De alguma forma elas nos ultrapassaram e eu grito para as meninas: “Chega, não posso mais”. “Ninguém sabe o que ocorre. Isto vai acabar em tragédia”. Ainda estou pensando que o pior que pode acontecer seria um acidente de trânsito gigantesco. Disse: “Eu vou parar o carro e nós vamos descer e se proteger embaixo da ponte”.

Parei no acostamento, e saímos do carro para respirar por instantes.


Ifat já tinha começado a andar em direção a ponte, a uns 50 metros do carro, e os foguetes ainda estavam sobre nós o tempo todo. Estávamos certo que o perigo vinha apenas dos céus nesta fase. Com este pensamento, compreendi que iríamos ficar embaixo da ponte por um certo tempo, então movimentei o carro para que ficasse longe da estrada para não atrapalhar a passagem.


Não imaginava que a distância entre ficar calmo e fazer uma idiotice era tão pequena.

Terminei de estacionar, Tamar organizou algumas coisas para levar conosco, incluindo água. Fomos muito responsáveis. Com certeza as crianças vão precisar beber, pensou nosso cérebro maternal.

Descemos para debaixo da ponte e acendemos um cigarro em comum. Outro grupo que nos pareceu com a mesma média alta de idade nos sugeriu “Continuar com a festa”. Recusamos educadamente, nossos cérebros já estavam sobrecarregados.


Durante todo o tempo, jovens correm de todas as direções. Não compreendo o porquê desta histeria, os foguetes logo irão acabar.

Passei o cigarro para a Tamar, olhei-a nos olhos, e ela nos meus, e gritamos sem voz WHAT THE FUCKKK??? uma para a outra.

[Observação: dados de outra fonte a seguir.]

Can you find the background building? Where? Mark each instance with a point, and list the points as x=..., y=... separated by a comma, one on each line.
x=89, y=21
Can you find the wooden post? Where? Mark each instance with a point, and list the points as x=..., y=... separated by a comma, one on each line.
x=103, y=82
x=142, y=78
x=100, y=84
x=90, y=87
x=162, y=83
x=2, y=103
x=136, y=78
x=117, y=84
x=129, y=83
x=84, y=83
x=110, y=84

Então escutamos que existem terroristas ao redor. O que? Quantos? 50 metros de nós, disse alguém.

E a segurança do alto nos manda entrar nos carros e viajar para o leste.


"Os terroristas estão ao nosso lado, longe, com certeza somente um ou dois. Não imaginava que existiam tantos grupos de terroristas."

Então entrei sem vontade no carro, e continuamos com o comboio pelos campos, para o leste. Viajamos algo que parecia como um quilómetro, quando de novo vimos que o comboio retornava. Paramos no lugar. Não compreendíamos para onde tínhamos que viajar. Saímos do carro para ver o que acontecia ao redor, e de repente escutamos tiros ao nosso redor.

Imediatamente voltamos ao carro e começamos a viajar. Já não importava se era no caminho ou não, viajamos.

Ifat, atrás de mim, chorava “Vá, vá, eles estão atrás de nós”.


Viajei o mais rápido que podia, olhando apenas para frente.Somente para frente. Para frente vai nos salvar. De repente vejo em um pequeno monte à minha frente, que pessoas estão correndo pelos campos. Porque estão correndo? Porque estão sem os carros? Os terroristas estão ao nosso lado, longe, com certeza somente um ou dois. Não imaginava que existiam tantos grupos de terroristas.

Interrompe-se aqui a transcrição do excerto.